3. Dynamic Step Generation

def generate_steps_from_config(config_data: dict) -> list[StepSpec]:
    """Generate steps from configuration data"""
    steps = []
    for i, step_config in enumerate(config_data['steps'], 1):
        steps.append(StepSpec(
            id=i,
            name=step_config['name'],
            kind=StepKind(step_config['type']),
            config=step_config.get('config', {})
        ))
    return steps

4. Real-Time Monitoring GUI

# Integration with web frameworks for dashboards
from flask import Flask, jsonify

app = Flask(__name__)

@app.route('/workflow/status')
def get_status():
    return jsonify(active_workflows)

Real-World Examples

Example 1: Automated Code Review

builder = WorkflowBuilder.start() \
    .with_goal("Comprehensive code review") \
    .register_task("code_quality", file="standards.md") \
    .register_task("security_guidelines", file="security.md")

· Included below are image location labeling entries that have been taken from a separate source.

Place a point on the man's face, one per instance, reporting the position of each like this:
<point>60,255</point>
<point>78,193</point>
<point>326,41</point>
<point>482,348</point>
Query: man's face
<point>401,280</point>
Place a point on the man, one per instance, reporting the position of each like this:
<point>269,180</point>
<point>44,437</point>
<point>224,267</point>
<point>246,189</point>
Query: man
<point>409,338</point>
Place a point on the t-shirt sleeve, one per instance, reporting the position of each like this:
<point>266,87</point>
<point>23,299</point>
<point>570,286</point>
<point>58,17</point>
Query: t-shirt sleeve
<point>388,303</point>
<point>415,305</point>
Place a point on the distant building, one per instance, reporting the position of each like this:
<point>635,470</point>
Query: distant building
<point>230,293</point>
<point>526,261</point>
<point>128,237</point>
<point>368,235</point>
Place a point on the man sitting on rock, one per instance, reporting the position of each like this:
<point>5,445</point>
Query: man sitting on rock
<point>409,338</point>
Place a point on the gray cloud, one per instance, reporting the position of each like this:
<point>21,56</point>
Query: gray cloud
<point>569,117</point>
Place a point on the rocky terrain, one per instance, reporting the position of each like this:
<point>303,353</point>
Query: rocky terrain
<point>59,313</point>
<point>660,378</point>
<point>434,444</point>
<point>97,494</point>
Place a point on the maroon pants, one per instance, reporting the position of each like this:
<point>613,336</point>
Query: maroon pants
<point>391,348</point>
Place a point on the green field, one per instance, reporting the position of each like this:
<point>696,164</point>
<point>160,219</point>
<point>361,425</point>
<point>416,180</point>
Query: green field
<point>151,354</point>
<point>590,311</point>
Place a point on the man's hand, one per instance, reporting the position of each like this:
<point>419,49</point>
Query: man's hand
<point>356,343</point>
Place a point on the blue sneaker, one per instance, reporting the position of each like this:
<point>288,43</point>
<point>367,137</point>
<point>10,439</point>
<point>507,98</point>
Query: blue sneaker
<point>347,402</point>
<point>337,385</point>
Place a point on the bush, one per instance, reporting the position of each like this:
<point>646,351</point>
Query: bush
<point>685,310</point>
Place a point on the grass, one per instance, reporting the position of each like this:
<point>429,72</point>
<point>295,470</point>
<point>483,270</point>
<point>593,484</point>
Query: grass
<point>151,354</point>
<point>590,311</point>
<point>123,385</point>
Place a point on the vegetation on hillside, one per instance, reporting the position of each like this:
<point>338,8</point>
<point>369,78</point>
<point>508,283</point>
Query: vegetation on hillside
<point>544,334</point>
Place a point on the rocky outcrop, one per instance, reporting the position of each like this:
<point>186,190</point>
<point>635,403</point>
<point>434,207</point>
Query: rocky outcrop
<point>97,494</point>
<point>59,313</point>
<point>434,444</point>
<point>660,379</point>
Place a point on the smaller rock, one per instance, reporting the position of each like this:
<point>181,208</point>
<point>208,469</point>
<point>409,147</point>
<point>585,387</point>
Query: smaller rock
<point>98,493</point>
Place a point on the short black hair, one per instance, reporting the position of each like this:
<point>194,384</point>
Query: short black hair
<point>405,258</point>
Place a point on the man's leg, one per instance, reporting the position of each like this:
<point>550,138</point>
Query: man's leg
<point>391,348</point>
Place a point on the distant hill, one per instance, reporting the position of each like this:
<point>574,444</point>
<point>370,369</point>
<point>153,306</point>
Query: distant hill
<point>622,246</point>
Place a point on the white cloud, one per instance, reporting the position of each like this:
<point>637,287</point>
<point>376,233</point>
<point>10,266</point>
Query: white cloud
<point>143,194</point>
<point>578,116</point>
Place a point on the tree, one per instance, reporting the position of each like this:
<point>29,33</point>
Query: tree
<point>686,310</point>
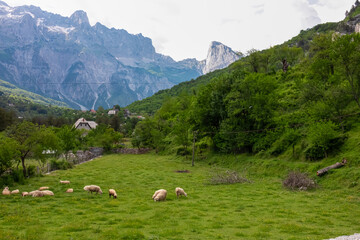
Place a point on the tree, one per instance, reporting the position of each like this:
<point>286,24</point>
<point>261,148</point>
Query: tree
<point>32,140</point>
<point>8,152</point>
<point>322,136</point>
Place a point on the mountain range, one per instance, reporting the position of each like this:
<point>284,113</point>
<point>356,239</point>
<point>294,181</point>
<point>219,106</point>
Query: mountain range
<point>67,59</point>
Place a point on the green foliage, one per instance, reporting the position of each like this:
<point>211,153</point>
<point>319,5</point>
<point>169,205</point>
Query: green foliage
<point>32,140</point>
<point>262,105</point>
<point>60,164</point>
<point>104,137</point>
<point>8,152</point>
<point>70,139</point>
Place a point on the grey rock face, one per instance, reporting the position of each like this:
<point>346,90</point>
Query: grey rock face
<point>219,56</point>
<point>88,66</point>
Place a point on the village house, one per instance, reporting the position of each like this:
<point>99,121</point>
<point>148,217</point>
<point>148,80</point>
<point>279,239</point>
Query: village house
<point>113,111</point>
<point>81,123</point>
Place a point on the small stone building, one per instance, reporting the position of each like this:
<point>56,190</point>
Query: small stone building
<point>81,123</point>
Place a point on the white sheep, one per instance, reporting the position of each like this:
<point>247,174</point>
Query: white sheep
<point>47,193</point>
<point>112,192</point>
<point>159,195</point>
<point>15,191</point>
<point>179,191</point>
<point>37,193</point>
<point>6,191</point>
<point>93,188</point>
<point>32,192</point>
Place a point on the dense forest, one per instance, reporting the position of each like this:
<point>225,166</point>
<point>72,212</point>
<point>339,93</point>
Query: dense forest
<point>300,98</point>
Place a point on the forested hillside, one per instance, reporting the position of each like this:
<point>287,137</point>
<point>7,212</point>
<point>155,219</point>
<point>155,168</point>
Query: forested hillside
<point>301,98</point>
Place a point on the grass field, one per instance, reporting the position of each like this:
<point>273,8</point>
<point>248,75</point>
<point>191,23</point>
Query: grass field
<point>262,209</point>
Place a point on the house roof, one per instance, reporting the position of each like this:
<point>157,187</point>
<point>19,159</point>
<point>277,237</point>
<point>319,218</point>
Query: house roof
<point>92,124</point>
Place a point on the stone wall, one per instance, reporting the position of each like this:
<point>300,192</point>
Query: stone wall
<point>131,150</point>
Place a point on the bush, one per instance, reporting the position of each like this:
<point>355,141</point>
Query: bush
<point>181,151</point>
<point>59,165</point>
<point>298,181</point>
<point>228,177</point>
<point>322,137</point>
<point>31,170</point>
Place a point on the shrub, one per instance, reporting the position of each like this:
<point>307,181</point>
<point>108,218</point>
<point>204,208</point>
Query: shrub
<point>31,170</point>
<point>227,177</point>
<point>18,176</point>
<point>322,137</point>
<point>298,181</point>
<point>181,151</point>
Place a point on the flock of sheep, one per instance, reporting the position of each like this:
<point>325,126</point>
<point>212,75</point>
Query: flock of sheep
<point>159,195</point>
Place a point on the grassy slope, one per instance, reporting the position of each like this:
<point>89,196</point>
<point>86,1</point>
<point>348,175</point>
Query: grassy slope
<point>23,95</point>
<point>260,210</point>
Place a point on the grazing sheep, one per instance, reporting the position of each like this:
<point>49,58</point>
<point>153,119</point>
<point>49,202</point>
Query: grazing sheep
<point>160,195</point>
<point>37,193</point>
<point>179,192</point>
<point>112,192</point>
<point>32,192</point>
<point>48,193</point>
<point>15,191</point>
<point>93,188</point>
<point>6,191</point>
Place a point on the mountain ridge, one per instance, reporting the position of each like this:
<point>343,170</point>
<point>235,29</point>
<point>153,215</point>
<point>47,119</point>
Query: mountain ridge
<point>67,59</point>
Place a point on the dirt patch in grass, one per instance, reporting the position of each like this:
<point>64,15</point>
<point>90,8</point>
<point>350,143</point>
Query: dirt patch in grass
<point>182,171</point>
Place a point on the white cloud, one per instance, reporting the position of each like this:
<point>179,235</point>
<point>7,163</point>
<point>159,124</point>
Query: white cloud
<point>184,29</point>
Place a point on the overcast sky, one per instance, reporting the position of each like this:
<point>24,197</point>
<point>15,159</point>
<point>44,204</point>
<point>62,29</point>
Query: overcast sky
<point>184,28</point>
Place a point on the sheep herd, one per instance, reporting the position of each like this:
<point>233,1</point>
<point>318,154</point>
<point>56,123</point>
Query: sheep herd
<point>159,195</point>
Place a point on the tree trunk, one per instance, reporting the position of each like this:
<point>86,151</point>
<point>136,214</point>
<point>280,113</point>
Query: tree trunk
<point>336,165</point>
<point>23,164</point>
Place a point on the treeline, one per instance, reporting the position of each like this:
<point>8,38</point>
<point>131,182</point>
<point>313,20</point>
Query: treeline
<point>26,140</point>
<point>283,99</point>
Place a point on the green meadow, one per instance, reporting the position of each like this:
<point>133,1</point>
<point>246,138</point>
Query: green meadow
<point>261,209</point>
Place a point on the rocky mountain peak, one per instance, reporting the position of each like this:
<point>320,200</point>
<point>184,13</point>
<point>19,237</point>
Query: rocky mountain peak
<point>219,56</point>
<point>79,18</point>
<point>3,4</point>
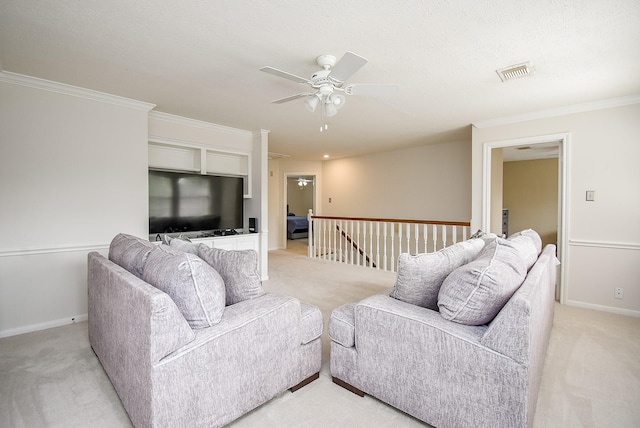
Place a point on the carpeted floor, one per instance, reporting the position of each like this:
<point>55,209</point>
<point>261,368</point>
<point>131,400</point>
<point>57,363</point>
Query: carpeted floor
<point>591,378</point>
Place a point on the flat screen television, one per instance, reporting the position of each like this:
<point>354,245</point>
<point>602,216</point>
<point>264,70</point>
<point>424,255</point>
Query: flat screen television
<point>188,202</point>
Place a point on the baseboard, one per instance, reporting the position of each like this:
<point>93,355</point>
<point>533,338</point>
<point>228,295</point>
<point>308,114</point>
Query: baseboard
<point>43,326</point>
<point>619,311</point>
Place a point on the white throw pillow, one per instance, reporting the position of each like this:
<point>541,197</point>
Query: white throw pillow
<point>474,293</point>
<point>239,270</point>
<point>195,287</point>
<point>420,276</point>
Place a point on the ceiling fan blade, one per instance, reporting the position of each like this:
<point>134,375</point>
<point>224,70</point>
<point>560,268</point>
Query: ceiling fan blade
<point>348,64</point>
<point>292,97</point>
<point>285,75</point>
<point>372,89</point>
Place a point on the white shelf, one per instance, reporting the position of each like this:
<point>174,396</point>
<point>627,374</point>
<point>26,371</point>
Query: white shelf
<point>205,160</point>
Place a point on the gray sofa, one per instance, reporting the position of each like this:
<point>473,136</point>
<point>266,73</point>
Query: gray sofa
<point>445,366</point>
<point>176,362</point>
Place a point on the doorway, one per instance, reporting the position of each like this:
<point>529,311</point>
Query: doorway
<point>300,197</point>
<point>492,193</point>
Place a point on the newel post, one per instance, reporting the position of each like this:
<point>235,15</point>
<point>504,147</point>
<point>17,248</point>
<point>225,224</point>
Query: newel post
<point>310,228</point>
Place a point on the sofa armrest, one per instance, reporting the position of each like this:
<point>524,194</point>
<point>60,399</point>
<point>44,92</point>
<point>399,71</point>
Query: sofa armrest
<point>126,313</point>
<point>311,322</point>
<point>413,313</point>
<point>285,313</point>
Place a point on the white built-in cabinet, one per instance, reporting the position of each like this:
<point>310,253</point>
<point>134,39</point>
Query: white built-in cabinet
<point>247,241</point>
<point>179,156</point>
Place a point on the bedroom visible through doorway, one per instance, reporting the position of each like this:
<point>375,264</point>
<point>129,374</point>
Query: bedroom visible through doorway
<point>300,191</point>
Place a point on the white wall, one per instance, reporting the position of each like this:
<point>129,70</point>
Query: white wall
<point>603,236</point>
<point>73,173</point>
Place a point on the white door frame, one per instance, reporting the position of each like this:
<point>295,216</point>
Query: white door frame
<point>563,139</point>
<point>285,198</point>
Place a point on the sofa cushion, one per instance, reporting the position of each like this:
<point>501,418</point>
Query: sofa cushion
<point>181,243</point>
<point>534,236</point>
<point>195,287</point>
<point>474,293</point>
<point>239,270</point>
<point>420,276</point>
<point>130,252</point>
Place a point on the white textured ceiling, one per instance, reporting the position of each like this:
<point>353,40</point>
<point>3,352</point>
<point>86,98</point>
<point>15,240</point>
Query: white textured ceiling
<point>200,59</point>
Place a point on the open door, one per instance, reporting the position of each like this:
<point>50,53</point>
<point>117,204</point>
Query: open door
<point>495,155</point>
<point>300,191</point>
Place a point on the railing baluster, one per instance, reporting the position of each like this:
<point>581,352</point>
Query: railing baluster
<point>384,241</point>
<point>444,236</point>
<point>378,244</point>
<point>393,246</point>
<point>354,240</point>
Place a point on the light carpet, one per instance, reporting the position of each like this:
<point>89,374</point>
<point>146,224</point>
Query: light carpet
<point>591,377</point>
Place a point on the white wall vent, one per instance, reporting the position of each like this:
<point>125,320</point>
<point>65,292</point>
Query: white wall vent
<point>514,71</point>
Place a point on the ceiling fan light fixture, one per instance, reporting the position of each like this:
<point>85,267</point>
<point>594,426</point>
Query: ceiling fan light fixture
<point>312,102</point>
<point>330,109</point>
<point>337,100</point>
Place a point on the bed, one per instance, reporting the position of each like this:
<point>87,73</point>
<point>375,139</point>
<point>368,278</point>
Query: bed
<point>297,226</point>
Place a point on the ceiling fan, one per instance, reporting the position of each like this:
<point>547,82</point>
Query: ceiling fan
<point>327,85</point>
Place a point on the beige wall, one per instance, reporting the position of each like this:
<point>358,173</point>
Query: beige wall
<point>603,236</point>
<point>530,193</point>
<point>430,182</point>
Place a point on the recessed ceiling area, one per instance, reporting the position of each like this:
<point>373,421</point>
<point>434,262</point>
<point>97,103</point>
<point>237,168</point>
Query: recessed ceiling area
<point>202,60</point>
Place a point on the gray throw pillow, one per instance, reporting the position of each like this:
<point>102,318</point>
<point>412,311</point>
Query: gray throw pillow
<point>420,276</point>
<point>474,293</point>
<point>195,287</point>
<point>130,252</point>
<point>182,244</point>
<point>533,235</point>
<point>239,270</point>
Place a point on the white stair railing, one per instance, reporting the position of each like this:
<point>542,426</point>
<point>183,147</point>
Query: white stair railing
<point>377,243</point>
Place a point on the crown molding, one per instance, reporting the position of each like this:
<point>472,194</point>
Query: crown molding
<point>75,91</point>
<point>181,120</point>
<point>560,111</point>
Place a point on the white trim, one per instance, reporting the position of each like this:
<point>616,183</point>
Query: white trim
<point>193,145</point>
<point>603,244</point>
<point>560,111</point>
<point>288,175</point>
<point>75,91</point>
<point>181,120</point>
<point>602,308</point>
<point>564,139</point>
<point>43,326</point>
<point>50,250</point>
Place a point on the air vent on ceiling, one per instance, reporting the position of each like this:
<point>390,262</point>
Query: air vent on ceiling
<point>273,155</point>
<point>514,71</point>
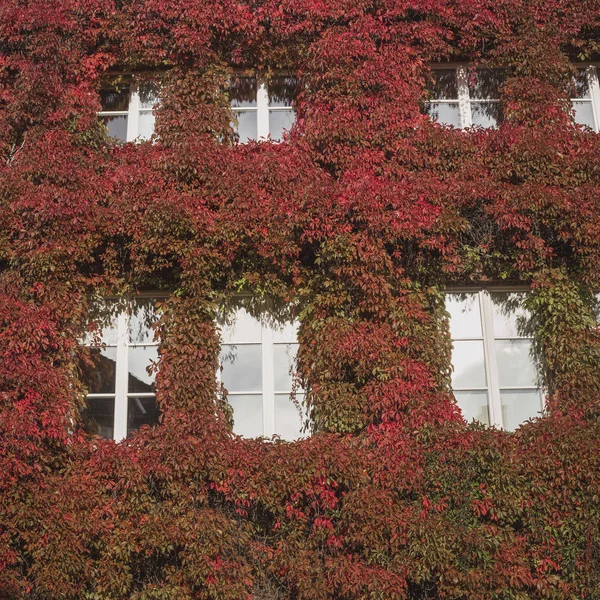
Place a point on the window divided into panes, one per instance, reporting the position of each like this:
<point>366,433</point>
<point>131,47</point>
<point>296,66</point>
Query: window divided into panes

builder.add_step("Style Check", StepKind.SHELL, uses=["code_quality"])
builder.add_step("Security Scan", StepKind.PYTHON, uses=["security_guidelines"])
builder.add_step("Logic Review", StepKind.LLM, uses=["code_quality", "security_guidelines"])

spec = builder.compile()

Example 2: Data Pipeline

def create_etl_workflow(source: str, target: str):
    return WorkflowBuilder.start() \
        .with_goal(f"ETL from {source} to {target}") \
        .add_step("Extract", StepKind.PYTHON, config={"source": source}) \
        .add_step("Transform", StepKind.PYTHON, config={"transform_rules": "..."}) \
        .add_step("Load", StepKind.PYTHON, config={"target": target}) \
        .add_step("Validate", StepKind.PYTHON) \
        .compile()

Example 3: Multi-Modal AI Workflow

builder.add_step(
    "Image Analysis",
    kind="llm",
    config={"model": "gpt-4-vision"},
    uses=["analysis_guidelines"]
)

builder.add_step(
    "Text Summarization",
    kind="llm",
    config={"model": "claude-2"},
    uses=["summarization_template"]
)

Future Extensions & Roadmap

Planned Features

• Parallel Execution: Run steps concurrently when dependencies allow
• Conditional Step Evaluation: Skip steps based on previous results
• Sub-workflow Calling: Invoke other workflows as steps
• Event Streaming: Real-time progress notifications
• Configuration Hot Reload: Modify workflows without restart
• Version Control Integration: Track workflow changes over time

Plugin Architecture

# Planned plugin system
from mcp_workflows import plugin

@plugin.register_executor("slack")
class SlackExecutor(Executor):
    def execute(self, request):
        # Send Slack notifications
        pass

MCP Workflow Builder provides a structured, extensible framework for creating complex workflows that combine AI, automation, and human oversight. Key strengths:

• Immutable Specifications: Thread-safe, testable workflow definitions
• Persistent Memory: Context preservation across executions
• Pluggable Executors: Easy to add new execution types
• Template System: Reusable workflow patterns
• Observer Pattern: Rich monitoring and intervention points

Whether you're building AI-assisted development tools, automated research pipelines, or business process automation, MCP Workflow Builder provides the foundation for reliable, auditable, and extensible workflow systems.